Discussion:
Apparent optimiser bug breaks compiled code (2.1.0-alpha)
Alexander Gall
2014-09-30 07:34:31 UTC
Permalink
I'm currently working on an implementation of a pure Lua Bloom filter for
the Snabb Switch project (https://github.com/SnabbCo/snabbswitch, my code
isn't public yet, though). I just spent a week puzzling over extremely
weird anomalies of my code that only occurs when it is compiled. I could
finally narrow it down to the attached simple standalone program, which is
a variant of the Murmur3 hash function. In particular, it's a simplified
version of MurmurHash3_x64_128 as per the reference implementation at
https://code.google.com/p/smhasher/source/browse/trunk/MurmurHash3.cpp,
applicable to one-byte values.

The code was distilled down to the bare minimum that exhibits a similar
anomaly as my Bloom filter code, namely that it behaves differently when it
is compiled as when it is not compiled. What it does is simply hashing the
one-byte value 0x01 15 times in a loop and comapring the lowest 32 bits of
the 128-bit hash value to the expected number 0x8374fe16 (the code is not
endian-save, so if you run it on a big-endian machine, that number will
differ).

The manner in which the hash value is stored and accessed from the loop may
look weird, but it should work correctly when compiled nevertheless, I
believe.

When executed with the compiler turned off, all is fine

$ luajit -v
LuaJIT 2.1.0-alpha -- Copyright (C) 2005-2014 Mike Pall. http://luajit.org/
$ luajit -joff murmur.lua
All fine

But with JIT turned on

$ luajit -jon murmur.lua
Expected 8374fe16, got 8374fe16 12 true deadbeef
Expected 8374fe16, got 8374fe16 13 true deadbeef
Expected 8374fe16, got 8374fe16 14 true deadbeef
Expected 8374fe16, got 8374fe16 15 true deadbeef

Note that I use hotloop=10. Changing this will cause the effect to be
delayed until the number of iterations exceeds the value of of that
parameter.
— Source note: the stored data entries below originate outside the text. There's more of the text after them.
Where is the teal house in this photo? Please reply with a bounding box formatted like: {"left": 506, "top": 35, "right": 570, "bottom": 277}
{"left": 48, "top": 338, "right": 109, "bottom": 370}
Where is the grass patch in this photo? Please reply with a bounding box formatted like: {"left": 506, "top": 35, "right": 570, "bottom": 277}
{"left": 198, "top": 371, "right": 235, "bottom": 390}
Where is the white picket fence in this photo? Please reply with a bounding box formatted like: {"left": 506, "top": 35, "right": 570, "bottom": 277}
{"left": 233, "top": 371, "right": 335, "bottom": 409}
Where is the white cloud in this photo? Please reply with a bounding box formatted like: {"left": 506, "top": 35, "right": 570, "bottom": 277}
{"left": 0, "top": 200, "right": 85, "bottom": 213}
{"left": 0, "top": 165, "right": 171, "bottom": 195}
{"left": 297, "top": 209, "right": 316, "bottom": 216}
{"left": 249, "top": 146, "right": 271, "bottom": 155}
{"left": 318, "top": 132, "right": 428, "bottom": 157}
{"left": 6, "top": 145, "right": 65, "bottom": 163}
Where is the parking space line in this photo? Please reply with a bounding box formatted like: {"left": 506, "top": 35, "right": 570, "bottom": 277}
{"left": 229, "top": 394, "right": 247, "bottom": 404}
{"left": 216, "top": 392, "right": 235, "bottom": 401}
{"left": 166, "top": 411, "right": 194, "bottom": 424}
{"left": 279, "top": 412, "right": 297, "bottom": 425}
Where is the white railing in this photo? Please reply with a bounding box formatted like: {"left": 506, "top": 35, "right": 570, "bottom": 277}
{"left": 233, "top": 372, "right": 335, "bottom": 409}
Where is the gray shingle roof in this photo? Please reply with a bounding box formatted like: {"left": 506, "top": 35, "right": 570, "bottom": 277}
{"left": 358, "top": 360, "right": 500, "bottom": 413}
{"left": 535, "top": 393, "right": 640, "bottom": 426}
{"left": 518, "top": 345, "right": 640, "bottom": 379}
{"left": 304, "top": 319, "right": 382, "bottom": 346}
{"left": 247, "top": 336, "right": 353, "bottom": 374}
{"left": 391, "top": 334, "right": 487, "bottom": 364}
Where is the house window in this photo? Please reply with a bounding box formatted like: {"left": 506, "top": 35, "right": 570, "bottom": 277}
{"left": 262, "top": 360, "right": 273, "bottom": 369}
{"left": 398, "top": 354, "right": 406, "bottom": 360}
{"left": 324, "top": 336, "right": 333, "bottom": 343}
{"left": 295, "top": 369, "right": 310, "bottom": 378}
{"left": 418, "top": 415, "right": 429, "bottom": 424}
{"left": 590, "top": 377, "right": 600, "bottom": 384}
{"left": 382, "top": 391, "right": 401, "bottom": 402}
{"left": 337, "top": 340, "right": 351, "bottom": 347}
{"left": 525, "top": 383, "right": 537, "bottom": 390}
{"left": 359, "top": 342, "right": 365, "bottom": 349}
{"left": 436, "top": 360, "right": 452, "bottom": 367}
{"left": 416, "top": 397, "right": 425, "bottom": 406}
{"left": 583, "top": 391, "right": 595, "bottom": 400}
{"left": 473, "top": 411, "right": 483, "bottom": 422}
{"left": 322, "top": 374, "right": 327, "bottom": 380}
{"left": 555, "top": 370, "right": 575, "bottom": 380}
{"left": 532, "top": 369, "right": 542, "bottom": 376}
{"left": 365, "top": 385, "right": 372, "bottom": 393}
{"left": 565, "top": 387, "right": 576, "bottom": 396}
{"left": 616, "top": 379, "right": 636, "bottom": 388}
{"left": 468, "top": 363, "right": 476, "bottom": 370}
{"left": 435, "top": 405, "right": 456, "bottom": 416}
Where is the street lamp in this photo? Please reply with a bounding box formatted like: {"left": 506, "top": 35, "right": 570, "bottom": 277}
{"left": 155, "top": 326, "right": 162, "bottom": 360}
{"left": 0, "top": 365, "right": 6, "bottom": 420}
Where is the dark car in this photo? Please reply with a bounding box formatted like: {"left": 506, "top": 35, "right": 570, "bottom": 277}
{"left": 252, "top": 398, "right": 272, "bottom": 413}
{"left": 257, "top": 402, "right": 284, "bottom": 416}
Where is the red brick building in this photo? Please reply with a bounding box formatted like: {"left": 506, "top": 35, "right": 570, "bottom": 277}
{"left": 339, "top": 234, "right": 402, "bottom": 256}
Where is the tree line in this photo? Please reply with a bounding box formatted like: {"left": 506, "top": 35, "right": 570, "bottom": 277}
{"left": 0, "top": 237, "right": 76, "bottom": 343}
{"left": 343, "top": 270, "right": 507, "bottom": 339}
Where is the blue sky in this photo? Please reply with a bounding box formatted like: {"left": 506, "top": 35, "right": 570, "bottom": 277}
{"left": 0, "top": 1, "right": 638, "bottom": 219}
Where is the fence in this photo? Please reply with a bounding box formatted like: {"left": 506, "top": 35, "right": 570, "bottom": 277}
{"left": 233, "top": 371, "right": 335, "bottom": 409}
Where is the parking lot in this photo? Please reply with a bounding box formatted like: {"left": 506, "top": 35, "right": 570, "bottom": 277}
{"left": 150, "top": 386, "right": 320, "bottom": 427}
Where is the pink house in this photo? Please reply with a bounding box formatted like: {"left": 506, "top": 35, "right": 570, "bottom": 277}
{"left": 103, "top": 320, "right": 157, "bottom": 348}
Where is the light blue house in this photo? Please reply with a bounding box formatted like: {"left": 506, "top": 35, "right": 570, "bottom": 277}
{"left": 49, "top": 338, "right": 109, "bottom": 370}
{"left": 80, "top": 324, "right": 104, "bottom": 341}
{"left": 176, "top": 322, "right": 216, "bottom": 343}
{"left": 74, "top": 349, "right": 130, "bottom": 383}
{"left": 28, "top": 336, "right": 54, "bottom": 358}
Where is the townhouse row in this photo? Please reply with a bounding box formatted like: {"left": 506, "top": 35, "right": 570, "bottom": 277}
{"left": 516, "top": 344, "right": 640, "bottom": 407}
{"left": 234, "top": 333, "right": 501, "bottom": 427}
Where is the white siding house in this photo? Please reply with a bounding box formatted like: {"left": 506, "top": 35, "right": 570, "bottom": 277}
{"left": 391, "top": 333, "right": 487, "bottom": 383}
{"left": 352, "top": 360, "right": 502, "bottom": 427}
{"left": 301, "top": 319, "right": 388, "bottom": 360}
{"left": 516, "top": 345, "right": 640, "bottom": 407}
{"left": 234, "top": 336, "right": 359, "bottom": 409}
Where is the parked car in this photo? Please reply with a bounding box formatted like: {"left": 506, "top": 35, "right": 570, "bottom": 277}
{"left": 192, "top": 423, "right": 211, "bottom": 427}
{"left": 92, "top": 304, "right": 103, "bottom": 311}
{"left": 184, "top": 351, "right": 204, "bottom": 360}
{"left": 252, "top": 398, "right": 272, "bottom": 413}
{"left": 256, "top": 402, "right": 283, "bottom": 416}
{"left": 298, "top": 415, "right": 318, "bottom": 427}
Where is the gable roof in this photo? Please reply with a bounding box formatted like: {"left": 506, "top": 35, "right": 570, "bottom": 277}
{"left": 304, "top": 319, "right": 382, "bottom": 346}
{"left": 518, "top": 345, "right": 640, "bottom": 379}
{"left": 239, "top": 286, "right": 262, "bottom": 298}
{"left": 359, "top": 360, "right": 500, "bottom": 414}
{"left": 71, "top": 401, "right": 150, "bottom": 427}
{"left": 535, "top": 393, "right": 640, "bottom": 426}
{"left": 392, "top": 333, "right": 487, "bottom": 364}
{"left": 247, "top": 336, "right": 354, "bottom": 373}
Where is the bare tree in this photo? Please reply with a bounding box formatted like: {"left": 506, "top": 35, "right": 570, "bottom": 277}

This is clearly due to the fact the code is interpreted up to
that point and thus works as expected.

What seems to be happening is that as soon as the loop is compiled, the
assignment of the variable foo as well as the expression in the if
statement operate on the value that was set before the hash is calculated.
However, that value is always overwritten by the hash function.
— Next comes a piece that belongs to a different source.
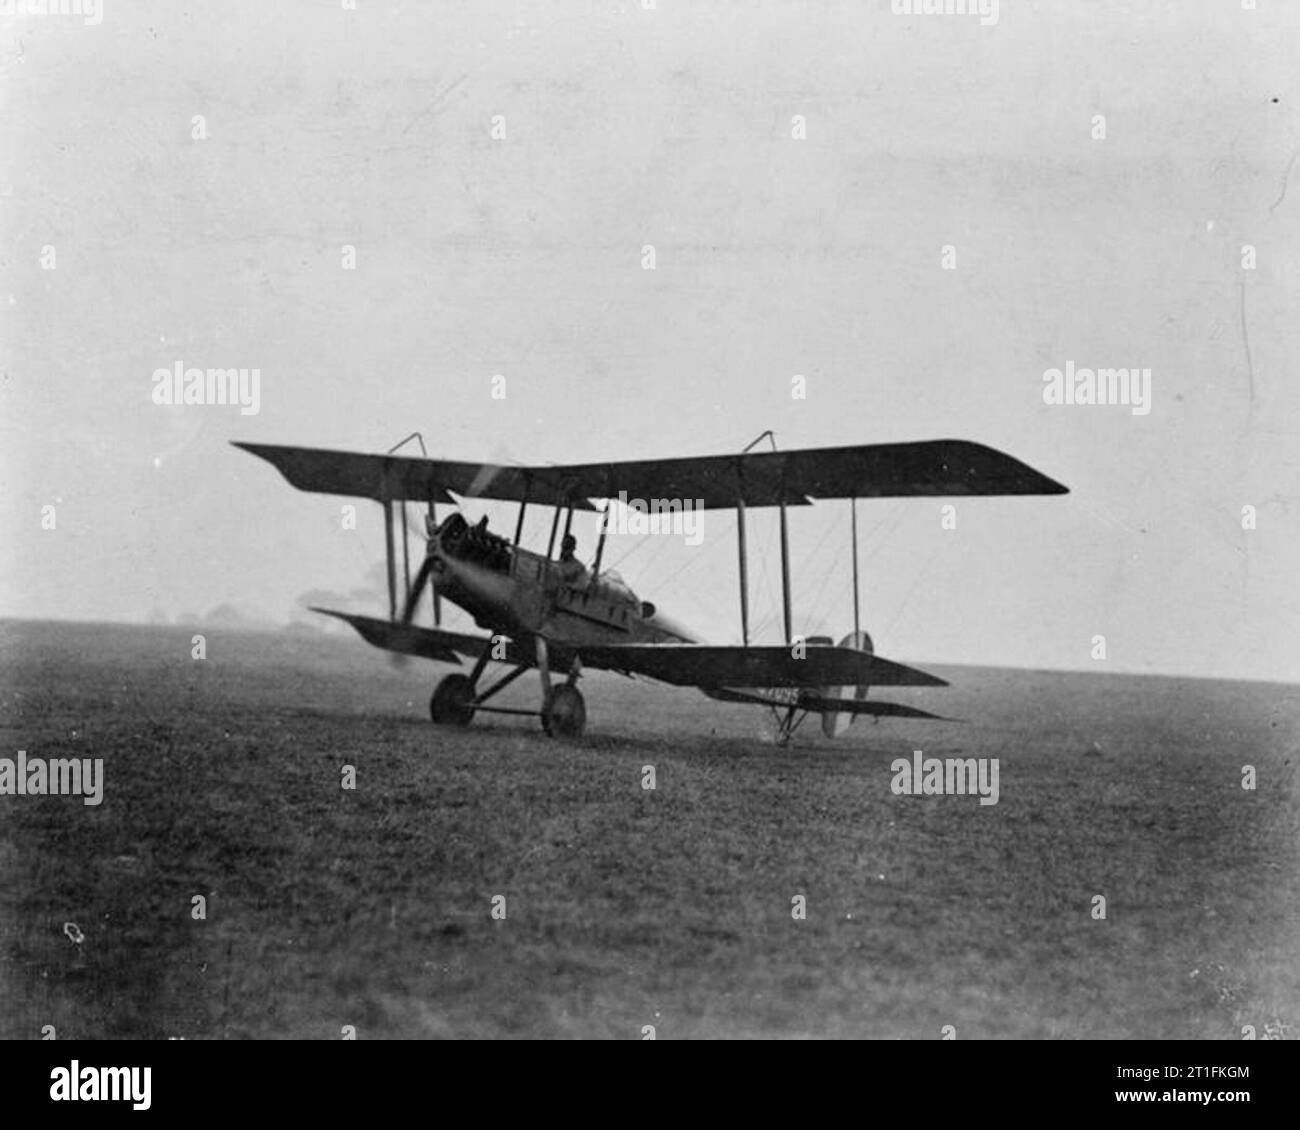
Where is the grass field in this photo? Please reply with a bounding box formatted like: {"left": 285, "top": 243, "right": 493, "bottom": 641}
{"left": 1, "top": 620, "right": 1297, "bottom": 1039}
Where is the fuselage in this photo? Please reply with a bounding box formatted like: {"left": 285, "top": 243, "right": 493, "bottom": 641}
{"left": 427, "top": 513, "right": 699, "bottom": 648}
{"left": 428, "top": 514, "right": 822, "bottom": 711}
The effect disappears if any of the following optimizations are turned off:
fold, cse, fwd. This is why I suspect a bug in the JIT optimizer code.
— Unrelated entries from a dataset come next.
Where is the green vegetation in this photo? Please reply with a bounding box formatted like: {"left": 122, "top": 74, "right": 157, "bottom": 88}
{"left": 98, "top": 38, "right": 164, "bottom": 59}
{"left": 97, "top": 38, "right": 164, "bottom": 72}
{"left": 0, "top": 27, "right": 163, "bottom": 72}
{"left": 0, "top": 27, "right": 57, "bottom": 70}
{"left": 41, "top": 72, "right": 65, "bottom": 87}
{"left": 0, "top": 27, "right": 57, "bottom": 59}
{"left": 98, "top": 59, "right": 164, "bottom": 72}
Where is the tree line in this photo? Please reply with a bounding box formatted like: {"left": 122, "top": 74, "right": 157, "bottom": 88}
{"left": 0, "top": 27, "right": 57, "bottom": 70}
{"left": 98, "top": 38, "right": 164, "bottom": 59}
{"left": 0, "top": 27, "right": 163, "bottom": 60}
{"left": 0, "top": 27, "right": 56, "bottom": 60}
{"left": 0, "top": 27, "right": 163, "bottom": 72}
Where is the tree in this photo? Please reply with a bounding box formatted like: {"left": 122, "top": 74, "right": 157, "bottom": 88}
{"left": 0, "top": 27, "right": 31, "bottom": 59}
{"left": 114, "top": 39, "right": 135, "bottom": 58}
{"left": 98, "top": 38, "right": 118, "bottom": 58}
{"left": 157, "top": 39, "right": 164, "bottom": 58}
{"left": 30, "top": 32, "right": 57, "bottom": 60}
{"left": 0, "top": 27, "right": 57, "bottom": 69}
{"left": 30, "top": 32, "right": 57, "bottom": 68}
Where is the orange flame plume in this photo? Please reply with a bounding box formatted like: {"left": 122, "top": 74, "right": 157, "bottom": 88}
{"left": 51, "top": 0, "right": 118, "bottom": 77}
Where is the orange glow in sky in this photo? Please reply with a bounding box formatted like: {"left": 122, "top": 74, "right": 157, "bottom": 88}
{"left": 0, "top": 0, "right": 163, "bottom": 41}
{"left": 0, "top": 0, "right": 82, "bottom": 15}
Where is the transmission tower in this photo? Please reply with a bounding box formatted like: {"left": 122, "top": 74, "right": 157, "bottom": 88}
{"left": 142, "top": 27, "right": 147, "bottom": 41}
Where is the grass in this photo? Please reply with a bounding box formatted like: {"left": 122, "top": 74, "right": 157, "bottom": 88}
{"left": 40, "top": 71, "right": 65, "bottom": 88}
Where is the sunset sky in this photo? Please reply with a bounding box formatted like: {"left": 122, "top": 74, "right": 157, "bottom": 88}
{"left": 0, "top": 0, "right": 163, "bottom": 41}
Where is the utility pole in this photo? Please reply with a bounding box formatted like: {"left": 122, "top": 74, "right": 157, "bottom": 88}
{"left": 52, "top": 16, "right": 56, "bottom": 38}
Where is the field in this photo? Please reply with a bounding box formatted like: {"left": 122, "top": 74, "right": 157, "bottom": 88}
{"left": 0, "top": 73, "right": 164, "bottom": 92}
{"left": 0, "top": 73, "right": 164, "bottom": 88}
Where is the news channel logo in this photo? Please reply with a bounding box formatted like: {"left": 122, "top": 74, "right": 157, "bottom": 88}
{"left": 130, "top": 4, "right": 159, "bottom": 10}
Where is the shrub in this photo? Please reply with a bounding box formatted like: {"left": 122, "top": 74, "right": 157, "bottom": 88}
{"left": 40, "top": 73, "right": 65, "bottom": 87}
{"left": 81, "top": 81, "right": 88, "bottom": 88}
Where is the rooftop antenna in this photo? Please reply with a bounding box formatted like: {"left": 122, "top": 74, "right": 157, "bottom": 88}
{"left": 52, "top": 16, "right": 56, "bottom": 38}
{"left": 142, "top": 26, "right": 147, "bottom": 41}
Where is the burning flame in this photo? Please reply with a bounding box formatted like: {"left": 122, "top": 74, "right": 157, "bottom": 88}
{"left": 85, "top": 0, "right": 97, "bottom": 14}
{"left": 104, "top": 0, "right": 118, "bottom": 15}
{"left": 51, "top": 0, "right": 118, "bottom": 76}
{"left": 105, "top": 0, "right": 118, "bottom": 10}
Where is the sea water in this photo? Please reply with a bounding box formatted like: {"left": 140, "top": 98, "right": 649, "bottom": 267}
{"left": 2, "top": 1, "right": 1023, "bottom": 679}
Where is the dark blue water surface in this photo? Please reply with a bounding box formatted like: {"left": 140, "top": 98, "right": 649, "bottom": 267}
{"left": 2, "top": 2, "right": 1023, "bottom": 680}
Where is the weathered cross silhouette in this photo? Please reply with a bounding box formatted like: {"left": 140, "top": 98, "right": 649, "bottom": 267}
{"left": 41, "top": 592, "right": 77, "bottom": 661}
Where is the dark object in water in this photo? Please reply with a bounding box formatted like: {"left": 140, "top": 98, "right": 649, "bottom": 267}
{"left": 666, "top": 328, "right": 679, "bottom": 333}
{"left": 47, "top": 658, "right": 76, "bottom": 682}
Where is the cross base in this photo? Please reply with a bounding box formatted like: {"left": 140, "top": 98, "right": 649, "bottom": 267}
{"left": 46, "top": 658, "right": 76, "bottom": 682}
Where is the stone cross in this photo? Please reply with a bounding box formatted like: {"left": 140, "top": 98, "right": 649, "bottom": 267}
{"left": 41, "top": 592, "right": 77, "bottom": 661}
I checked the current HEAD of the v2.1 branch as well as random older
versions of that branch. All of them exhibit this problem.

Any insights would be highly appreciated.
--
Alex
Mike Pall
2014-09-30 12:16:27 UTC
Permalink
Post by Alexander Gall
The manner in which the hash value is stored and accessed from the loop may
look weird, but it should work correctly when compiled nevertheless, I
believe.
Nope, you're violating the strict aliasing rules. You're storing
via a 64 bit pointer and loading via another 32 bit pointer. The
compiler is free to optimze out your 32 bit check.

Use a union and consistently dereference from the _same_ variable
that holds the union. That's the only allowed exception from the
strict aliasing rules. E.g.: uu.u64[0] = x; y = uu.u32[0]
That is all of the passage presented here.